Seattle-based T-Mobile US and Sprint agreed to new terms for their pending merger that take account of the slide in Sprint shares since the transaction was first agreed, putting the industry-altering deal a step closer to completion.

T-Mobile owners will get roughly 11 shares of Sprint for each of their stock, the companies said Thursday. That’s an increase from a ratio of 9.75 previously and is more favorable for T-Mobile’s German owner Deutsche Telekom AG.

The equity value of the amended deal is about $37 billion compared with the original agreement of $26.5 billion, according to Bloomberg Intelligence analyst Erhan Gurses. The higher valuation partly reflects the 62% gain in T-Mobile shares since the all-stock transaction was announced almost two years ago, despite the deterioration in Sprint’s business.

Getting one of the biggest U.S. wireless mergers ever over the finish line would be a boon for Deutsche Telekom as it will reduce its reliance on Europe, where carriers are struggling to grow amid fierce competition. T-Mobile makes up more than half of Deutsche Telekom’s sales, up from about a third in 2014. A completed deal will also benefit Sprint owner SoftBank Group Corp. by allowing its chairman, Masayoshi Son, to better focus on his technology investments and the $100 billion Vision Fund.

The combined company, which will operate under the T-Mobile name, will have a regular monthly subscriber base of about 80 million — in the same league as AT&T Inc., which has 75 million subscribers, and Verizon Communications Inc., which has 114 million.

When the transaction closes, which could happen as soon as April 1, Deutsche Telekom is expected to keep 43% of the merged entity, while SoftBank has 24%. The rest will be held by public shareholders.


Deutsche Telekom shares fell 1.3% to trade at 16.41 euros in Frankfurt. Sprint shares were up 5% to $9.96 at 11:01 a.m. in New York, while T-Mobile was down 1.8% to $97.73.

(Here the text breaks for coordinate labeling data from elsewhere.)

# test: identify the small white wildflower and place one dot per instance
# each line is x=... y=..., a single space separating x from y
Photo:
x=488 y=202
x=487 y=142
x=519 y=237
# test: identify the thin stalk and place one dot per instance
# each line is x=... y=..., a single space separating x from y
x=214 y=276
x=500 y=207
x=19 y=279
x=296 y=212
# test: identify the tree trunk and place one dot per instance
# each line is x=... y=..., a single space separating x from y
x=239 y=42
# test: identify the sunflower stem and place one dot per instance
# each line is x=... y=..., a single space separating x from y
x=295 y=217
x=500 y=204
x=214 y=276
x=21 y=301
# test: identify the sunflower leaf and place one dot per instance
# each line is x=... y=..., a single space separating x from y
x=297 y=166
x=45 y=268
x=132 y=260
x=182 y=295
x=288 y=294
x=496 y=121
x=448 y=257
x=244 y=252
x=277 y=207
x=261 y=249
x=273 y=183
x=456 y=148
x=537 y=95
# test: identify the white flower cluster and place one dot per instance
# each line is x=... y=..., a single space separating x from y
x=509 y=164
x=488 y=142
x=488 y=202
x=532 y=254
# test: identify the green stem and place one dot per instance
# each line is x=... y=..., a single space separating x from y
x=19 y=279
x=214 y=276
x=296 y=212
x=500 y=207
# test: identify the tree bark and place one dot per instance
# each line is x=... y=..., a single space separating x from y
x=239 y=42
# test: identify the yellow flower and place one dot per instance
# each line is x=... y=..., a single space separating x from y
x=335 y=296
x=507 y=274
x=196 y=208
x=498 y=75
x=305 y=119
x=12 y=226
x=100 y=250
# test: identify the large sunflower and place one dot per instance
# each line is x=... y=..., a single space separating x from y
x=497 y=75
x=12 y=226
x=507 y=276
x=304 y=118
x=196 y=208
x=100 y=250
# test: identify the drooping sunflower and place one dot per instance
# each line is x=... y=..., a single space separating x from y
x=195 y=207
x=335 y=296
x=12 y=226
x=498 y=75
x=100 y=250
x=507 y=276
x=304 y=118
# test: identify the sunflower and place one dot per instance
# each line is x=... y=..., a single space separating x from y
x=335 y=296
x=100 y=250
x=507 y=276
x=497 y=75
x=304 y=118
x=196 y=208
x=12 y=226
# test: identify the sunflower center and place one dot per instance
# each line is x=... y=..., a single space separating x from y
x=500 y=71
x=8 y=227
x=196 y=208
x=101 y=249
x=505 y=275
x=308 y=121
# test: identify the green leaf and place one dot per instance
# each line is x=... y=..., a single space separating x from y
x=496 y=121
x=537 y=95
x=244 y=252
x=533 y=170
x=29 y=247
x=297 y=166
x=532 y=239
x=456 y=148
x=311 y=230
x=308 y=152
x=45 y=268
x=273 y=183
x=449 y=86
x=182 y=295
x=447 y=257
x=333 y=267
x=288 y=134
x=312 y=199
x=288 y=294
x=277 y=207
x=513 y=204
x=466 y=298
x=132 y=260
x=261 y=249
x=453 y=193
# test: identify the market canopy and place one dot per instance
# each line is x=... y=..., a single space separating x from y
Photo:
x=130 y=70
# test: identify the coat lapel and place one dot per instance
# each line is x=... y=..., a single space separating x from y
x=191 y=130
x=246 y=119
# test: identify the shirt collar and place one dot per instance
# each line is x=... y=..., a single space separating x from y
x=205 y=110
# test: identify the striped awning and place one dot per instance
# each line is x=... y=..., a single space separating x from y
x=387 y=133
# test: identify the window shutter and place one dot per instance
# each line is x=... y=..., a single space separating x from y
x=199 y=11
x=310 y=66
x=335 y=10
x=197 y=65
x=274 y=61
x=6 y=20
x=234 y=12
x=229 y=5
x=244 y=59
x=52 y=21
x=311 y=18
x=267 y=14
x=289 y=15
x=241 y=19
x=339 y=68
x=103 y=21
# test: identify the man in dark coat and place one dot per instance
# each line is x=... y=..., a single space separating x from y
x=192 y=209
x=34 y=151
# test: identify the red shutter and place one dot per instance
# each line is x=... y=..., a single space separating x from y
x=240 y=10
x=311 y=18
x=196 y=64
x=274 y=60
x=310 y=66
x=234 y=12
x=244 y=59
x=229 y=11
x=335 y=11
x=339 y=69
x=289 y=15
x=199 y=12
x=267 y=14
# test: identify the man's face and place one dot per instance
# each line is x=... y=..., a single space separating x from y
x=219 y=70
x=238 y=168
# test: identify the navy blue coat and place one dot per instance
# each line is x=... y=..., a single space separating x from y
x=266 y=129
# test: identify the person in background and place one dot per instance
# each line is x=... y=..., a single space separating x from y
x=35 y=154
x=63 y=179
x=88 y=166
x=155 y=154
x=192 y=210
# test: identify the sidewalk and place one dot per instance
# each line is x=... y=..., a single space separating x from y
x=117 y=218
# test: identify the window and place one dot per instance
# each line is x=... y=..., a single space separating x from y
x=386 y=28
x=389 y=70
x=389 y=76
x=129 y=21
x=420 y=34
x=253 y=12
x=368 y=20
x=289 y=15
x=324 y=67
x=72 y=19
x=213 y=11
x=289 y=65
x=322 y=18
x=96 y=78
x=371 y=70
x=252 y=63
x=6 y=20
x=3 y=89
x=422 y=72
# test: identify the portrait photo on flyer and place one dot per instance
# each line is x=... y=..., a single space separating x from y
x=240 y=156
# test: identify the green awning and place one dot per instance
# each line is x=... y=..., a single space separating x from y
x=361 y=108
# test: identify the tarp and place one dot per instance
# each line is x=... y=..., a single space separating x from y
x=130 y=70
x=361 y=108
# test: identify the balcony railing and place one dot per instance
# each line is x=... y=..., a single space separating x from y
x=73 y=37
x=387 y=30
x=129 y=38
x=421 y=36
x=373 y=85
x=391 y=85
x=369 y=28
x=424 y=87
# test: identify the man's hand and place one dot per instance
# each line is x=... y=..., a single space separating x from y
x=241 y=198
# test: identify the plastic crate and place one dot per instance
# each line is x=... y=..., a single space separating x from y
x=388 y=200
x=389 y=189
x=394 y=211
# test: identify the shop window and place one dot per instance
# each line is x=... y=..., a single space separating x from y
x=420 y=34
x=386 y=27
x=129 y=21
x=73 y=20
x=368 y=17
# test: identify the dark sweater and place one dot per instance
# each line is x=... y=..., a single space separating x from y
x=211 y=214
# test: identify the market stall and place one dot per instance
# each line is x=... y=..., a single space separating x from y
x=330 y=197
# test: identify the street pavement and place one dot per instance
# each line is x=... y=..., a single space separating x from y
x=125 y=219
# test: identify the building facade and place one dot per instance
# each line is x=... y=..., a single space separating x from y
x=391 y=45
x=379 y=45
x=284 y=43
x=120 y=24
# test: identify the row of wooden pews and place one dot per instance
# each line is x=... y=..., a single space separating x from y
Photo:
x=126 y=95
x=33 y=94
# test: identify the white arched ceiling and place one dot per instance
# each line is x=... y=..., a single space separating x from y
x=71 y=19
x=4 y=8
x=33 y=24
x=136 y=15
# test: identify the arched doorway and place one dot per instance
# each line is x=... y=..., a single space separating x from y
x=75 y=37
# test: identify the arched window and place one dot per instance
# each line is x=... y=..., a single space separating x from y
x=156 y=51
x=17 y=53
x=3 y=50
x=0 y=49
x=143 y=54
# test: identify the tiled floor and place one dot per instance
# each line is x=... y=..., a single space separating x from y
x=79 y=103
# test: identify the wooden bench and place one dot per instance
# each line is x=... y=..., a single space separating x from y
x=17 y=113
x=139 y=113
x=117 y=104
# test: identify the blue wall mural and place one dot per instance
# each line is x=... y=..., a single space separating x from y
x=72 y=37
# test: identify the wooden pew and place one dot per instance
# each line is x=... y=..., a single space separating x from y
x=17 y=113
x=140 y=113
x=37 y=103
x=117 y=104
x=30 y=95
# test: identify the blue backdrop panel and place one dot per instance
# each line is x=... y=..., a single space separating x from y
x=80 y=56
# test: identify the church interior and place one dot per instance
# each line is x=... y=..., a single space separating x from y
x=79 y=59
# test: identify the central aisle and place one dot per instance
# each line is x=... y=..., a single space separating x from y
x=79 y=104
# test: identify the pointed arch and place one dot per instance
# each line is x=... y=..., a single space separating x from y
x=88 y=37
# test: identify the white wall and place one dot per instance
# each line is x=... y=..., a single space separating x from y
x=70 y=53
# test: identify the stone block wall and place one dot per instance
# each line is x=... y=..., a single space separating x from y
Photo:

The original accord, which united the third- and fourth-largest U.S. wireless carriers, was forged in April 2018. That pact lapsed on Nov. 1, and the companies didn’t initially renew the terms while they fought for government approval. When a federal judge rejected a state lawsuit to block the transaction earlier this month, that put the talks on the front burner.

Along the way, Sprint’s condition has worsened. That added pressure to redraw the agreement so that it was more favorable to Deutsche Telekom.

SoftBank agreed to surrender 48.8 million T-Mobile shares that it will acquire in the merger to the combined company immediately after the transaction closes. But those shares could be reissued to SoftBank by 2025 if the new company’s stock stays above $150 for a period of time.

That arrangement — having SoftBank relinquish the stock after the deal closes — was structured so that the deal wouldn’t have to go before another shareholder vote.

Sprint investors other than SoftBank will still get the original ratio of 0.10256 T-Mobile shares for each Sprint share — the equivalent of about 9.75 Sprint shares for each T-Mobile share.

Sprint’s monthly churn — a closely watched measure of how many customers leave — has risen to nearly 2%. That means roughly a quarter of its subscriber base is quitting the carrier each year. And the company isn’t making up for the decline by charging more: Average revenue per customer has fallen 5% since the deal was announced.

Analysts such as LightShed Partners’ Walt Piecyk said the merger’s exchange ratio should be closer to 12, given Sprint’s deteriorated business.